Closed greenw0lf closed 4 months ago

Veldhoen commented 4 months ago

I think actually the other way around; we should report everything in ms (at least, that's the standard we set in https://github.com/CLARIAH/DANE/blob/main/dane/provenance.py)

greenw0lf commented 4 months ago

Ok, changing the title then

greenw0lf commented 4 months ago

This doesn't seem to be the case. I tested it locally and I got the following output:

{
            "activity_name": "whisper_asr",
            "activity_description": "Transcribe an audio file using Whisper",
            "processing_time_ms": 34902.486083984375,
            "start_time_unix": 1721134698120.582,
            "parameters": {
                "WORD_TIMESTAMPS": true,
                "DEVICE": "cpu",
                "VAD": true,
                "MODEL": "tiny",
                "BEAM_SIZE": 5,
                "BEST_OF": 5,
                "TEMPERATURE": "(0.0,0.2,0.4,0.6,0.8,1.0)"
            },
            "software_version": "1.0.1",
            "input_data": "/data/input-files/testsource__testcarrier/inputfile.wav",
            "output_data": "/data/output-files/testsource__testcarrier/transcript/testsource__testcarrier.json",
            "steps": []
        }

As it can be seen, it takes 34902 ms to process, or ~35s, which checks out. I am not sure what happened on the cluster for the processing time to be so short.

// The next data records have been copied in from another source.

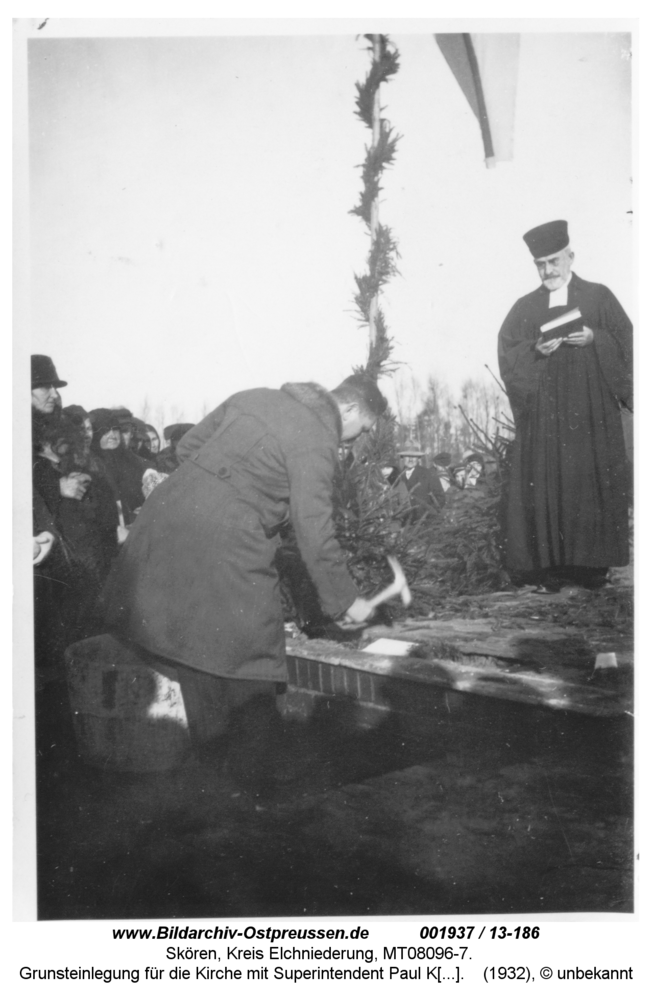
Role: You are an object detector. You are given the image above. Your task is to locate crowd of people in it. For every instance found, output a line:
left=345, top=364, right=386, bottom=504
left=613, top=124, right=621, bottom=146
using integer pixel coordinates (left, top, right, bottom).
left=31, top=354, right=193, bottom=704
left=32, top=220, right=632, bottom=772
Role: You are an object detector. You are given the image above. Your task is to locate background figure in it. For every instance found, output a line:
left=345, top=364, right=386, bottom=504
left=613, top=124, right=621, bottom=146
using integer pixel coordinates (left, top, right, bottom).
left=498, top=220, right=632, bottom=590
left=113, top=406, right=138, bottom=451
left=31, top=354, right=74, bottom=697
left=396, top=441, right=446, bottom=521
left=35, top=408, right=118, bottom=646
left=432, top=451, right=452, bottom=493
left=157, top=424, right=195, bottom=472
left=103, top=376, right=386, bottom=780
left=141, top=424, right=161, bottom=457
left=89, top=408, right=154, bottom=525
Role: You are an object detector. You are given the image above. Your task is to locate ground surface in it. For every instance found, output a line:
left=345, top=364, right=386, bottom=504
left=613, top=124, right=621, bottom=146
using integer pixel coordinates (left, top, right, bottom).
left=38, top=586, right=633, bottom=919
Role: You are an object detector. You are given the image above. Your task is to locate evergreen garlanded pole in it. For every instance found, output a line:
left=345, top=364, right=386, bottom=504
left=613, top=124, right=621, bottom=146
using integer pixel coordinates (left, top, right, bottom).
left=351, top=35, right=400, bottom=379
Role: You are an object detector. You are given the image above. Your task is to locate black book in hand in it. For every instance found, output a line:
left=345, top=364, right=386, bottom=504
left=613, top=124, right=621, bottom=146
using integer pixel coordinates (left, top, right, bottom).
left=539, top=306, right=584, bottom=340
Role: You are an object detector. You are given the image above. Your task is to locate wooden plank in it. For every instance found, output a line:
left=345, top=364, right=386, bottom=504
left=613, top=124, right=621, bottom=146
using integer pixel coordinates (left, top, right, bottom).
left=286, top=639, right=631, bottom=716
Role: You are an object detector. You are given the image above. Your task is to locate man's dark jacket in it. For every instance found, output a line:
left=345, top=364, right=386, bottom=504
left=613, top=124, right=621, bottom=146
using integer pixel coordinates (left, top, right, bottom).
left=104, top=383, right=358, bottom=681
left=498, top=275, right=632, bottom=571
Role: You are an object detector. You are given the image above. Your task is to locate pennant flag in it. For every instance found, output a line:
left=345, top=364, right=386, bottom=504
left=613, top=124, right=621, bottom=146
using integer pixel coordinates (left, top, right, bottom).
left=435, top=34, right=520, bottom=167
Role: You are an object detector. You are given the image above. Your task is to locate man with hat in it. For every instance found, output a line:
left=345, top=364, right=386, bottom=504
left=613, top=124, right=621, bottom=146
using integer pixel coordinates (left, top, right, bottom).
left=396, top=441, right=446, bottom=521
left=104, top=374, right=386, bottom=780
left=498, top=219, right=632, bottom=591
left=32, top=354, right=68, bottom=414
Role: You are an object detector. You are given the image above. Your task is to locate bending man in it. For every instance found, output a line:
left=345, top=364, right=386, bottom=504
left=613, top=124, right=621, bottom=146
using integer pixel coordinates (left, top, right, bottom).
left=105, top=375, right=386, bottom=702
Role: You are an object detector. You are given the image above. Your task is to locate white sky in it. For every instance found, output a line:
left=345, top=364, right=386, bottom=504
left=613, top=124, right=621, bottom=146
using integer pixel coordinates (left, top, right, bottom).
left=21, top=22, right=633, bottom=422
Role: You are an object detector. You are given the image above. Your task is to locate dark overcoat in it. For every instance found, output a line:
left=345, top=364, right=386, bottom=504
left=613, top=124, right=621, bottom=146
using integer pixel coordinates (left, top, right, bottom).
left=103, top=383, right=358, bottom=681
left=498, top=275, right=632, bottom=571
left=395, top=465, right=446, bottom=517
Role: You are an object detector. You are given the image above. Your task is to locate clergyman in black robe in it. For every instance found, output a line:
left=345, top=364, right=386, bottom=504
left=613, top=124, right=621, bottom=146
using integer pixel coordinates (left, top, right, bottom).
left=498, top=220, right=632, bottom=589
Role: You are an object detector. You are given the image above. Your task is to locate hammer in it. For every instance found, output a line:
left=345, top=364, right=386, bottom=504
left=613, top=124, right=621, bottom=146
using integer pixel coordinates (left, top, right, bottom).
left=368, top=556, right=412, bottom=608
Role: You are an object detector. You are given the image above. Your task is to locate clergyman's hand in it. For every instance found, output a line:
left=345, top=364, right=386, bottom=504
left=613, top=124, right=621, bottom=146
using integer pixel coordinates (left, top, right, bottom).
left=32, top=531, right=54, bottom=566
left=534, top=337, right=562, bottom=358
left=566, top=326, right=594, bottom=347
left=59, top=472, right=91, bottom=500
left=344, top=597, right=374, bottom=625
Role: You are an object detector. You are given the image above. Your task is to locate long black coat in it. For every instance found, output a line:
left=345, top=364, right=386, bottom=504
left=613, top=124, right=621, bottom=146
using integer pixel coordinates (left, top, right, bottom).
left=394, top=465, right=446, bottom=520
left=104, top=383, right=358, bottom=681
left=498, top=275, right=632, bottom=571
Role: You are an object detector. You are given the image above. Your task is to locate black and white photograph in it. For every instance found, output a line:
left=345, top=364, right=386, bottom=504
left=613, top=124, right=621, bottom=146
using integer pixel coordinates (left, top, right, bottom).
left=13, top=18, right=644, bottom=923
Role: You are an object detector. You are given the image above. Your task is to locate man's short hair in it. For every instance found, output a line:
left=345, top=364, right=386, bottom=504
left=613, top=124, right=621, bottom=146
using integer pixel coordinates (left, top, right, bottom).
left=333, top=372, right=387, bottom=417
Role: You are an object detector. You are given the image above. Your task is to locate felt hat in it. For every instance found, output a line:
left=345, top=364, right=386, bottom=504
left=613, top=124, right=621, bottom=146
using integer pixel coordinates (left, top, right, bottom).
left=32, top=354, right=68, bottom=389
left=399, top=441, right=425, bottom=458
left=88, top=406, right=120, bottom=440
left=61, top=403, right=88, bottom=427
left=523, top=219, right=569, bottom=260
left=113, top=406, right=136, bottom=430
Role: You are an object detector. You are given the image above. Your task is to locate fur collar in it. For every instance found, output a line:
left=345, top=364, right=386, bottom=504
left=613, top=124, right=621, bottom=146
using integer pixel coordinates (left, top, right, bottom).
left=281, top=382, right=342, bottom=441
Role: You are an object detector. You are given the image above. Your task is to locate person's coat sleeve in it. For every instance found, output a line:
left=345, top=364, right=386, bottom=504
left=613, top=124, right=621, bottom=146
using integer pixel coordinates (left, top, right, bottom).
left=498, top=299, right=538, bottom=417
left=177, top=403, right=226, bottom=462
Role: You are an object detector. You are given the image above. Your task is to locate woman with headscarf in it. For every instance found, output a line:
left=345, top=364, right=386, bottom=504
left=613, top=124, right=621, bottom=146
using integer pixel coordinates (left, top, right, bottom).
left=89, top=408, right=153, bottom=525
left=38, top=407, right=118, bottom=645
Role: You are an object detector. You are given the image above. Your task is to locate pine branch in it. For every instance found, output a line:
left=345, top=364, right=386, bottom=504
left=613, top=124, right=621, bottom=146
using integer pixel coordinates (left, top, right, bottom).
left=355, top=35, right=399, bottom=129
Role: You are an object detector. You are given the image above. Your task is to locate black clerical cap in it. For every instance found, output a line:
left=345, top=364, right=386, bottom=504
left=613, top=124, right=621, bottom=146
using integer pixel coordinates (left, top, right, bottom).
left=523, top=219, right=569, bottom=260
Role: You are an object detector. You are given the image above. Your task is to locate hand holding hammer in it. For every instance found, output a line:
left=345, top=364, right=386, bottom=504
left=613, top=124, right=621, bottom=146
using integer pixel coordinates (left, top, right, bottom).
left=344, top=556, right=412, bottom=625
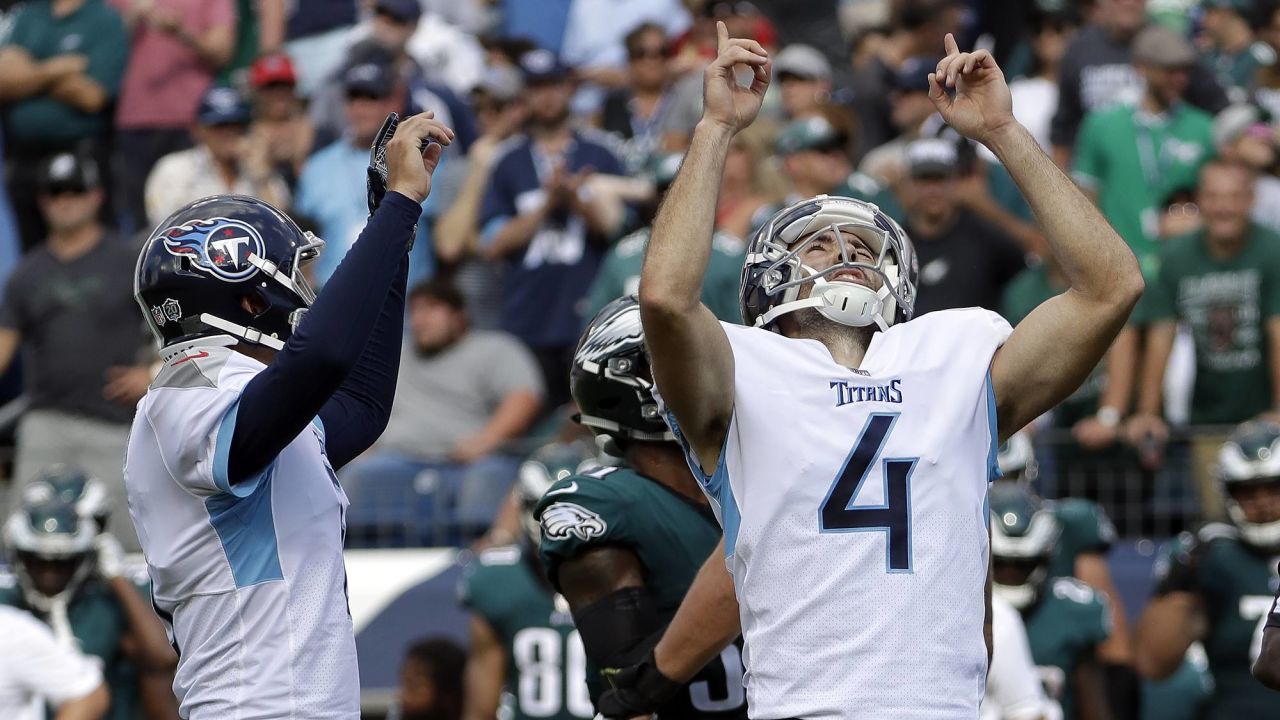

greenw0lf commented 4 months ago

Nevermind, found the issues!

  1. In io_util.py, for obtain_input_file(), the processing time was not multiplied by 1000 to report in ms instead of s.
  2. Time in the Whisper ASR provenance bit was also a bit wrong: ms for start_time_unix instead of s
  3. the DANE Python package hasn't been updated to the latest version, which fixes this processing time issue of reporting it in s instead of ms as expected.